Make the following revision to the `ValidationMonitor` constructor, which
specifies that if loss (`early_stopping_metric="loss"`) does not decrease
(`early_stopping_metric_minimize=True`) over a period of 200 steps
(`early_stopping_rounds=200`), model training will stop immediately at that
point, and not complete the full 2000 steps specified in `fit`:

```python
validation_monitor = tf.contrib.learn.monitors.ValidationMonitor(
    test_set.data,
    test_set.target,
    every_n_steps=50,
    metrics=validation_metrics,
    early_stopping_metric="loss",
    early_stopping_metric_minimize=True,
    early_stopping_rounds=200)
```

Rerun the code to see if model training stops early:

```none
...
INFO:tensorflow:Validation (step 1150): recall = 1.0, loss = 0.056436, global_step = 1119, precision = 1.0, accuracy = 0.966667
INFO:tensorflow:Stopping. Best step: 800 with loss = 0.048313818872.
```

Indeed, here training stops at step 1150, indicating that for the past 200
steps, loss did not decrease, and that overall, step 800 produced the smallest
loss value against the test data set. This suggests that additional calibration
of hyperparameters by decreasing the step count might further improve the model.

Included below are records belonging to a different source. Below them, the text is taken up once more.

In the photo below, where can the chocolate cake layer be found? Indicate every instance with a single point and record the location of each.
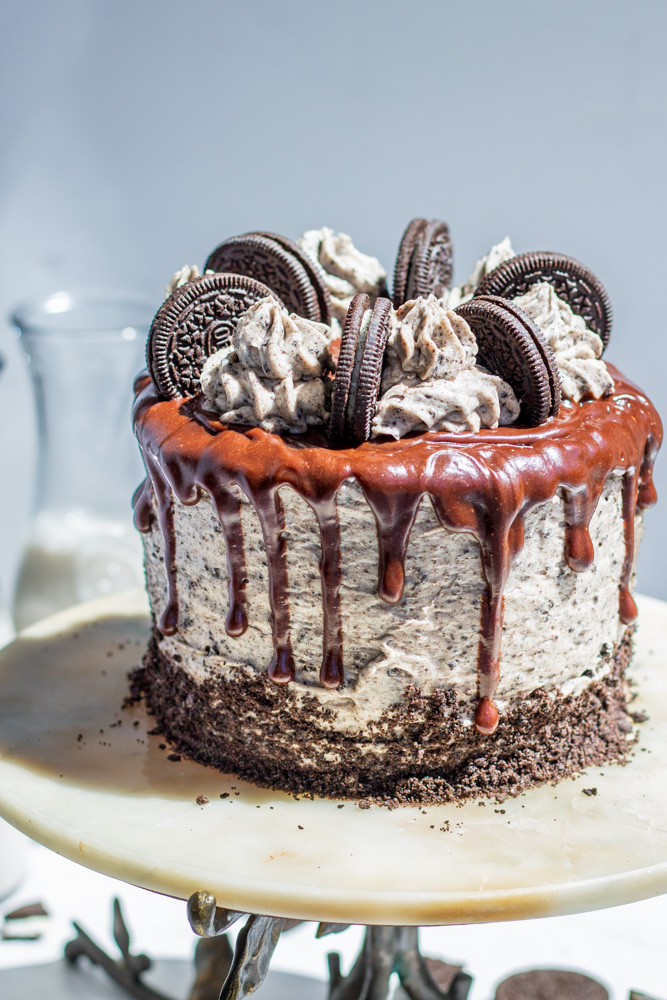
(418, 752)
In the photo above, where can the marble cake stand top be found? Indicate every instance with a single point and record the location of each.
(85, 778)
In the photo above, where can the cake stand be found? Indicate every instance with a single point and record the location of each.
(85, 777)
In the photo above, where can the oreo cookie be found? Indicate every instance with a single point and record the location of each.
(573, 281)
(197, 320)
(551, 984)
(274, 265)
(359, 370)
(424, 261)
(510, 345)
(312, 269)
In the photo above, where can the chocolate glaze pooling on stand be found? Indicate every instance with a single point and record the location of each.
(482, 483)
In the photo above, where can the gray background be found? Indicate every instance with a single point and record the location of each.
(135, 134)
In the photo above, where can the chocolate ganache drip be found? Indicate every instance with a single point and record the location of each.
(483, 483)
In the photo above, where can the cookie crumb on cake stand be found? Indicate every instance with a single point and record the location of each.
(91, 782)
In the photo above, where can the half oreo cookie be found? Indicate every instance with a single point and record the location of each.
(510, 345)
(269, 259)
(424, 261)
(197, 320)
(573, 281)
(358, 372)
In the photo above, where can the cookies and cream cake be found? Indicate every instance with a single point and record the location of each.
(391, 558)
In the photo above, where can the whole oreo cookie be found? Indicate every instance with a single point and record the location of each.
(358, 372)
(280, 269)
(313, 271)
(551, 984)
(541, 344)
(511, 346)
(359, 306)
(424, 261)
(573, 281)
(197, 320)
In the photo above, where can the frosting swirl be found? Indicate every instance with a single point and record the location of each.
(576, 348)
(181, 277)
(275, 344)
(430, 380)
(346, 271)
(427, 341)
(468, 402)
(270, 375)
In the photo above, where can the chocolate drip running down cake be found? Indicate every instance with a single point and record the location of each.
(390, 559)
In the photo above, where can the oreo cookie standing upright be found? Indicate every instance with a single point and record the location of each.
(511, 346)
(572, 281)
(274, 265)
(313, 270)
(197, 320)
(359, 370)
(424, 261)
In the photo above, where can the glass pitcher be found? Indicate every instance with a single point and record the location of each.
(83, 351)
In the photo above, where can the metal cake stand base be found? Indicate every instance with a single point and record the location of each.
(88, 779)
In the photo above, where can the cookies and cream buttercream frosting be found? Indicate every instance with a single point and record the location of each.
(347, 271)
(439, 612)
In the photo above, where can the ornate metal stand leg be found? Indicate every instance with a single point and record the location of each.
(389, 950)
(126, 971)
(386, 950)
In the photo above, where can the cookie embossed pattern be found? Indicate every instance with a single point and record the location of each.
(442, 502)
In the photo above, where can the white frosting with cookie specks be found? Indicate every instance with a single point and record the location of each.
(468, 402)
(346, 271)
(427, 341)
(180, 278)
(430, 380)
(270, 376)
(576, 348)
(498, 254)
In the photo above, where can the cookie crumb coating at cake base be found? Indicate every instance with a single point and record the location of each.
(460, 539)
(420, 753)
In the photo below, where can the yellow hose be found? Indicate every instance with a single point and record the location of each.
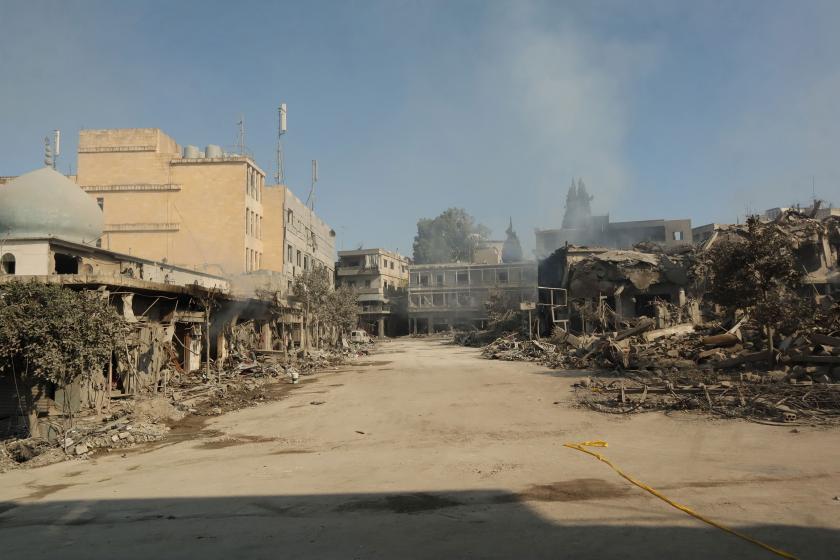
(582, 447)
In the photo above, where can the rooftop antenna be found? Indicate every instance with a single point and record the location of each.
(241, 140)
(48, 159)
(57, 146)
(280, 177)
(310, 200)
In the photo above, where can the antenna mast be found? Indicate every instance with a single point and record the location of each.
(310, 200)
(241, 140)
(56, 146)
(280, 176)
(48, 159)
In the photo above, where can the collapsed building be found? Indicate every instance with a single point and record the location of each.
(580, 227)
(181, 320)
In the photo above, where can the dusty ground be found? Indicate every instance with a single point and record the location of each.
(428, 451)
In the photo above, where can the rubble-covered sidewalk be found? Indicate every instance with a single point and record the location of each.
(149, 417)
(752, 339)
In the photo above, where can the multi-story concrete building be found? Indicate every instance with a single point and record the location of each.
(441, 296)
(307, 240)
(193, 208)
(380, 279)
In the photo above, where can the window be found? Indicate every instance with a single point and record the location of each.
(7, 263)
(66, 264)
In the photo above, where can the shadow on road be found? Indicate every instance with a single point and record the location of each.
(459, 524)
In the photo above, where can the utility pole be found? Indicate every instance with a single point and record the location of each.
(280, 176)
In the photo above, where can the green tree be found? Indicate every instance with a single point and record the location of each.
(343, 309)
(451, 237)
(758, 273)
(49, 333)
(323, 306)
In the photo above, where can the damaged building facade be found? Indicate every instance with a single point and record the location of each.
(181, 320)
(205, 209)
(379, 278)
(586, 289)
(445, 296)
(600, 232)
(604, 289)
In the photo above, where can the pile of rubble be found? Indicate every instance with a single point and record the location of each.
(684, 367)
(764, 398)
(246, 380)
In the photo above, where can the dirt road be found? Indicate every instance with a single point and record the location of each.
(428, 451)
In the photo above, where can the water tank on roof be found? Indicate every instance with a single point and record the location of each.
(192, 152)
(213, 150)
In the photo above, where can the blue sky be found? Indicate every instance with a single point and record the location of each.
(705, 110)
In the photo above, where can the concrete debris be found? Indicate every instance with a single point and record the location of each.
(757, 398)
(143, 418)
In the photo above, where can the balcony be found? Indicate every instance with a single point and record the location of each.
(356, 270)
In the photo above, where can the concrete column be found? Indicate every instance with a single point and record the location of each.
(192, 352)
(221, 346)
(266, 336)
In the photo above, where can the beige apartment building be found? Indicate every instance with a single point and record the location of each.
(308, 241)
(205, 210)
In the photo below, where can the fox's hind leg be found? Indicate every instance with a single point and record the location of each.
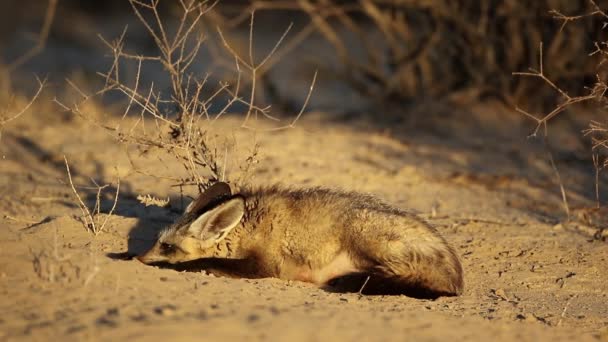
(415, 268)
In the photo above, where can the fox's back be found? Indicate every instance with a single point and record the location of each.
(314, 226)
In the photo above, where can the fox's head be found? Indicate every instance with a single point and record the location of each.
(206, 222)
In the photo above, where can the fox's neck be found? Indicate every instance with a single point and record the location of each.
(230, 247)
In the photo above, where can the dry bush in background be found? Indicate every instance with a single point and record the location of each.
(410, 49)
(179, 121)
(593, 94)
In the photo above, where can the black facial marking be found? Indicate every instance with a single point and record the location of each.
(166, 248)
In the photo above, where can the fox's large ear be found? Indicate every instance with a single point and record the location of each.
(214, 192)
(214, 225)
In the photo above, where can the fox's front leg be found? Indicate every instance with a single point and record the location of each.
(233, 268)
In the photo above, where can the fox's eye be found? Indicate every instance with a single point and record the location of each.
(167, 248)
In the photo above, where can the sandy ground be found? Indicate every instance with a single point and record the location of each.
(528, 276)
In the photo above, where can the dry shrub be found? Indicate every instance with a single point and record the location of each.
(411, 49)
(593, 95)
(179, 121)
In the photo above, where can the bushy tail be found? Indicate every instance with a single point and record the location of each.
(422, 269)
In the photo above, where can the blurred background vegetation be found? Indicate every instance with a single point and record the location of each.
(375, 58)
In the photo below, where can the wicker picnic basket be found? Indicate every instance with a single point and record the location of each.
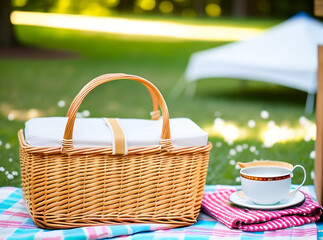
(67, 187)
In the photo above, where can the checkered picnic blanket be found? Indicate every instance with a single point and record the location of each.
(15, 223)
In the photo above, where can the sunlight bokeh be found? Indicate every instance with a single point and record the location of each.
(145, 28)
(269, 133)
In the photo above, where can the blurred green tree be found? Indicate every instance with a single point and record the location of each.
(7, 36)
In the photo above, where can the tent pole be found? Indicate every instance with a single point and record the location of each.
(179, 87)
(190, 90)
(309, 107)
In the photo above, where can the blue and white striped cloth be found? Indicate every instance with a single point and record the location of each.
(15, 223)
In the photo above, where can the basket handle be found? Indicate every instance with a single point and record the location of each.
(155, 114)
(67, 143)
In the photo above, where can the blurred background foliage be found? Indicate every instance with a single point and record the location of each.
(184, 8)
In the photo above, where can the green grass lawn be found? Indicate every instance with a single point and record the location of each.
(41, 83)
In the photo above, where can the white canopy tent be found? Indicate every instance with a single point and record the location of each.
(285, 54)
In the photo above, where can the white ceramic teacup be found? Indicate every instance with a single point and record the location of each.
(268, 184)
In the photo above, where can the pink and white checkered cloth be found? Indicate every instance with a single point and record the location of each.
(217, 205)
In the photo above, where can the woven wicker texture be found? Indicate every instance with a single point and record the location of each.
(75, 187)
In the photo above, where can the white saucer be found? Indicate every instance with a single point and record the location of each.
(238, 198)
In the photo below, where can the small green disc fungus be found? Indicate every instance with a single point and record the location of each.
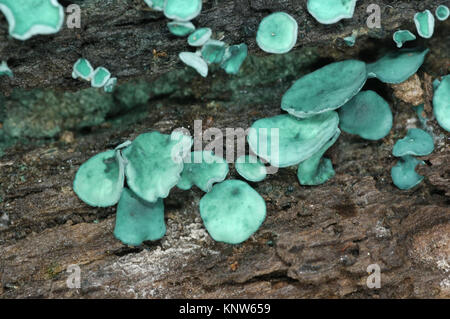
(331, 11)
(325, 89)
(155, 162)
(367, 115)
(284, 140)
(402, 36)
(416, 142)
(424, 24)
(99, 181)
(137, 220)
(232, 211)
(251, 168)
(5, 70)
(441, 103)
(277, 33)
(397, 67)
(82, 69)
(182, 10)
(203, 171)
(442, 12)
(180, 29)
(404, 173)
(100, 77)
(213, 51)
(234, 56)
(199, 37)
(195, 61)
(316, 170)
(27, 18)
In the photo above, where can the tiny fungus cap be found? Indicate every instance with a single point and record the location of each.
(251, 168)
(416, 142)
(100, 180)
(331, 11)
(182, 10)
(277, 33)
(424, 24)
(195, 61)
(232, 211)
(137, 220)
(325, 89)
(28, 18)
(367, 115)
(203, 170)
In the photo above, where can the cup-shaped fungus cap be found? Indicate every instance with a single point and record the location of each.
(82, 69)
(325, 89)
(316, 170)
(396, 67)
(277, 33)
(232, 211)
(213, 51)
(100, 180)
(199, 37)
(416, 142)
(424, 24)
(196, 62)
(155, 162)
(441, 103)
(402, 36)
(367, 115)
(331, 11)
(234, 56)
(182, 10)
(284, 140)
(442, 12)
(100, 77)
(404, 173)
(138, 220)
(180, 29)
(28, 18)
(251, 168)
(203, 170)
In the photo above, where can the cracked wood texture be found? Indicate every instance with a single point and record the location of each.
(315, 242)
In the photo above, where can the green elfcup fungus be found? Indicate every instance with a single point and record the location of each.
(213, 51)
(100, 77)
(442, 12)
(195, 61)
(203, 170)
(331, 11)
(154, 163)
(180, 29)
(277, 33)
(285, 140)
(404, 173)
(137, 220)
(27, 18)
(367, 115)
(325, 89)
(82, 69)
(234, 56)
(416, 142)
(402, 36)
(251, 168)
(100, 180)
(441, 103)
(316, 170)
(199, 37)
(182, 10)
(232, 211)
(396, 67)
(424, 24)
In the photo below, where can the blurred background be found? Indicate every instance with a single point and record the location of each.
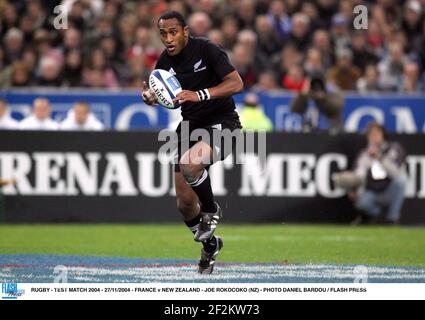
(312, 78)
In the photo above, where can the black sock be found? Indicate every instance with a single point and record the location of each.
(194, 223)
(202, 188)
(209, 245)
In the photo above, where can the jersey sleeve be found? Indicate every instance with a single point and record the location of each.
(218, 59)
(160, 63)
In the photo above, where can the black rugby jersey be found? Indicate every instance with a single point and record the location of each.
(201, 65)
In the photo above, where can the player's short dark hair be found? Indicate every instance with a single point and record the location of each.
(375, 125)
(82, 103)
(173, 15)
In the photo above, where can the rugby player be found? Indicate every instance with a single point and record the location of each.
(209, 80)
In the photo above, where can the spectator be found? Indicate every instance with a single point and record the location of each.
(313, 64)
(340, 32)
(280, 21)
(243, 60)
(143, 49)
(72, 40)
(288, 57)
(370, 82)
(4, 182)
(230, 30)
(411, 79)
(13, 44)
(392, 67)
(50, 73)
(344, 75)
(80, 118)
(362, 55)
(97, 74)
(199, 24)
(322, 42)
(327, 9)
(310, 9)
(72, 70)
(300, 31)
(294, 80)
(413, 20)
(248, 39)
(6, 121)
(328, 103)
(20, 76)
(268, 42)
(253, 117)
(381, 178)
(267, 82)
(122, 29)
(40, 118)
(216, 36)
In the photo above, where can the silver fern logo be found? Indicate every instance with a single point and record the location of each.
(196, 67)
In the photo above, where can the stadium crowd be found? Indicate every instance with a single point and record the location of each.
(274, 44)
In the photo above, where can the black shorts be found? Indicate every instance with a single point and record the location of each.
(220, 136)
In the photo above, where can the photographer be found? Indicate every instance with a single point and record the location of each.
(378, 181)
(327, 102)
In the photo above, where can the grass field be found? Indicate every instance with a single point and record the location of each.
(294, 244)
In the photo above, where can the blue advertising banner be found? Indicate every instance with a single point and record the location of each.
(125, 110)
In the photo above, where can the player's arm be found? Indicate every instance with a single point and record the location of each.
(231, 84)
(148, 96)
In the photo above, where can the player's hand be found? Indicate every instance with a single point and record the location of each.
(148, 96)
(373, 151)
(185, 96)
(306, 87)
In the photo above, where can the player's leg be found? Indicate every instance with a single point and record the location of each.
(187, 203)
(193, 165)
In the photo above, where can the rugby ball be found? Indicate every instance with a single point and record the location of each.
(165, 86)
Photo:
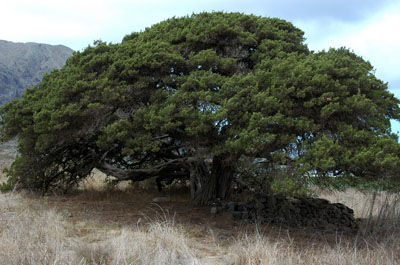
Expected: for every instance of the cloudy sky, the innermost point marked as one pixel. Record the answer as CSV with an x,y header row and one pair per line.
x,y
369,27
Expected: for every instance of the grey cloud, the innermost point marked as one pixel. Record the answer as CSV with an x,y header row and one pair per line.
x,y
303,10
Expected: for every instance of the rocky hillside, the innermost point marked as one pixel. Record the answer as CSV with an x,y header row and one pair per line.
x,y
22,65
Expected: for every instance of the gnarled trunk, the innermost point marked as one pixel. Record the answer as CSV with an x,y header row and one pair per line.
x,y
206,185
213,184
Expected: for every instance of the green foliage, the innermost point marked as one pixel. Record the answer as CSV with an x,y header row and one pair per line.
x,y
210,85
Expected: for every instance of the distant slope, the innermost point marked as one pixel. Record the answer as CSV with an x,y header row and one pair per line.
x,y
22,65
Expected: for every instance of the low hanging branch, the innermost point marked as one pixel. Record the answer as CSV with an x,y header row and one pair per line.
x,y
169,168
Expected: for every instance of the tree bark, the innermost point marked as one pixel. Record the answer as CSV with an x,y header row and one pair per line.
x,y
205,185
215,184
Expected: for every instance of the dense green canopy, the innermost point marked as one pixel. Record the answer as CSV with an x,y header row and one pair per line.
x,y
211,87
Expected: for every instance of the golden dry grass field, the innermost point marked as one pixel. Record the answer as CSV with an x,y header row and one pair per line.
x,y
99,225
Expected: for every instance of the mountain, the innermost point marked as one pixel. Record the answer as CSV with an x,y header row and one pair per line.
x,y
22,65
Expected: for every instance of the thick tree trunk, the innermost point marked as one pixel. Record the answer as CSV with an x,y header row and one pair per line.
x,y
214,184
206,185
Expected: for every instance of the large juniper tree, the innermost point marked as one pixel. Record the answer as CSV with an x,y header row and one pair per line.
x,y
213,87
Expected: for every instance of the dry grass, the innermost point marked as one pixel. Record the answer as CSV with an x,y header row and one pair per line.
x,y
32,232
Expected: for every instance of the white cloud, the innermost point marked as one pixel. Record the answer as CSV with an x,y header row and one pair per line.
x,y
376,39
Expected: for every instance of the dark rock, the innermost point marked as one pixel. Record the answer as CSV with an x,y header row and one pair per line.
x,y
160,199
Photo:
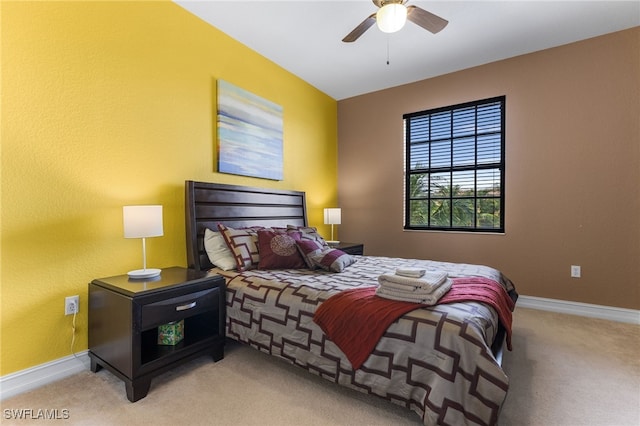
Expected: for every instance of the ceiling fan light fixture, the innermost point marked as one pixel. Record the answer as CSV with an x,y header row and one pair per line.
x,y
391,17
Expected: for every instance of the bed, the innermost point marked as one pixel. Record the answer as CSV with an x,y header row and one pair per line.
x,y
442,361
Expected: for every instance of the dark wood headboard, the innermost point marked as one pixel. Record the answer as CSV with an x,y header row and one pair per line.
x,y
208,204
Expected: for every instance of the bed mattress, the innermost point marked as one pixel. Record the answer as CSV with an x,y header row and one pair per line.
x,y
434,360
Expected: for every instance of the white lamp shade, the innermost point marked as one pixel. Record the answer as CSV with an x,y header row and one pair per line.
x,y
332,216
391,17
142,221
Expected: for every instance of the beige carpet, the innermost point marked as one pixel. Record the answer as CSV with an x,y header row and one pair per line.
x,y
564,370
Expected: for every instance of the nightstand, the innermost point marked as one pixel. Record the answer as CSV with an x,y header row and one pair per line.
x,y
124,316
349,248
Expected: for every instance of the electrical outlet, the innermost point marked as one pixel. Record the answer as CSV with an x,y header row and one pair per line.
x,y
71,305
575,271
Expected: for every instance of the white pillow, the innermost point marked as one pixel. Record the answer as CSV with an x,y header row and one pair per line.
x,y
218,251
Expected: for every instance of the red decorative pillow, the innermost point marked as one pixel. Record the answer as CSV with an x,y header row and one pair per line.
x,y
278,250
243,245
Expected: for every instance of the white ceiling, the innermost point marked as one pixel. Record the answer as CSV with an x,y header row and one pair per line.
x,y
304,36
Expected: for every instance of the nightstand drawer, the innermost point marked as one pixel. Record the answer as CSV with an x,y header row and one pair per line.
x,y
154,314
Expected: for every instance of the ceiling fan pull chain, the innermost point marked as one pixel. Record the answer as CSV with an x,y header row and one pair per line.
x,y
388,49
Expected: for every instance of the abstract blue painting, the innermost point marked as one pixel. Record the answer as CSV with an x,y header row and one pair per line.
x,y
249,134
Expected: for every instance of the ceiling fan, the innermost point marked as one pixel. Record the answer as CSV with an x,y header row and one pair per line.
x,y
391,16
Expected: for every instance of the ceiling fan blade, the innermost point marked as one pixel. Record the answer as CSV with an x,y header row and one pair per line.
x,y
360,29
426,20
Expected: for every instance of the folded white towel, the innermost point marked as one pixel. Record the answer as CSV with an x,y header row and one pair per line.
x,y
428,282
425,299
410,272
409,289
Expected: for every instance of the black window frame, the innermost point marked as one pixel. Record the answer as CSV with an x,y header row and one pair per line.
x,y
413,171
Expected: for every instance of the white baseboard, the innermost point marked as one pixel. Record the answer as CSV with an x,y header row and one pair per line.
x,y
40,375
583,309
32,378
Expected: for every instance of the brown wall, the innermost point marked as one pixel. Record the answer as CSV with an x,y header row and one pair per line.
x,y
572,179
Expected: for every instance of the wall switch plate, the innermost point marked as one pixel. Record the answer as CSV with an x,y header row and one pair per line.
x,y
71,305
575,271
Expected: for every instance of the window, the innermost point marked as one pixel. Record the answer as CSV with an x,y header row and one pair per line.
x,y
454,167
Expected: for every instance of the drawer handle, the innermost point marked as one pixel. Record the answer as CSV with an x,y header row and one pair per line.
x,y
185,307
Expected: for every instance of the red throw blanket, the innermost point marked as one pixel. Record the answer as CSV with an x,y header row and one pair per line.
x,y
355,320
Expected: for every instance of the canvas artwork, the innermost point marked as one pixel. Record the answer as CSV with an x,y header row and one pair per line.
x,y
249,134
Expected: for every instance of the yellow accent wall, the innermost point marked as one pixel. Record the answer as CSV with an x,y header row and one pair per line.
x,y
112,103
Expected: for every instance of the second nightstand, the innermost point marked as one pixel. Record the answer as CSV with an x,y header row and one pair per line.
x,y
124,316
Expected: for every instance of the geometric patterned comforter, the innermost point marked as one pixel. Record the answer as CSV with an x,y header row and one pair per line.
x,y
434,360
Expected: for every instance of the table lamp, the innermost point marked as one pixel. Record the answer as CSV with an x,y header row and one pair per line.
x,y
143,222
332,217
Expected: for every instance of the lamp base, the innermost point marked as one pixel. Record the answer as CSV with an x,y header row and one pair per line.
x,y
144,273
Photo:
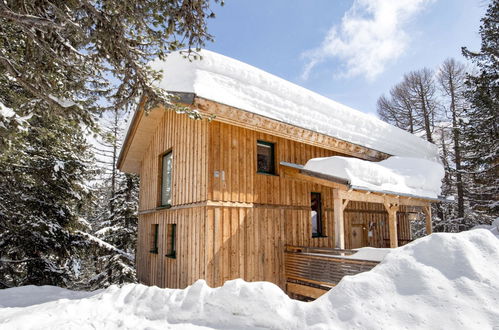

## Visualizing Log Data with TensorBoard

Reading through the log produced by `ValidationMonitor` provides plenty of raw
data on model performance during training, but it may also be helpful to see
visualizations of this data to get further insight into trends&mdash;for
example, how accuracy is changing over step count. You can use TensorBoard (a
separate program packaged with TensorFlow) to plot graphs like this by setting
the `logdir` command-line argument to the directory where you saved your model
training data (here, `/tmp/iris_model`). Run the following on your command line:

<pre><strong>$ tensorboard --logdir=/tmp/iris_model/</strong>
Starting TensorBoard 39 on port 6006</pre>

Then navigate to `http://0.0.0.0:`*`<port_number>`* in your browser, where
*`<port_number>`* is the port specified in the command-line output (here,
`6006`).

If you click on the accuracy field, you'll see an image like the following,
which shows accuracy plotted against step count:

![Accuracy over step count in TensorBoard](https://www.tensorflow.org/images/validation_monitor_tensorboard_accuracy.png "Accuracy over step count in TensorBoard")

For more on using TensorBoard, see @{$summaries_and_tensorboard$TensorBoard: Visualizing Learning} and @{$graph_viz$TensorBoard: Graph Visualization}.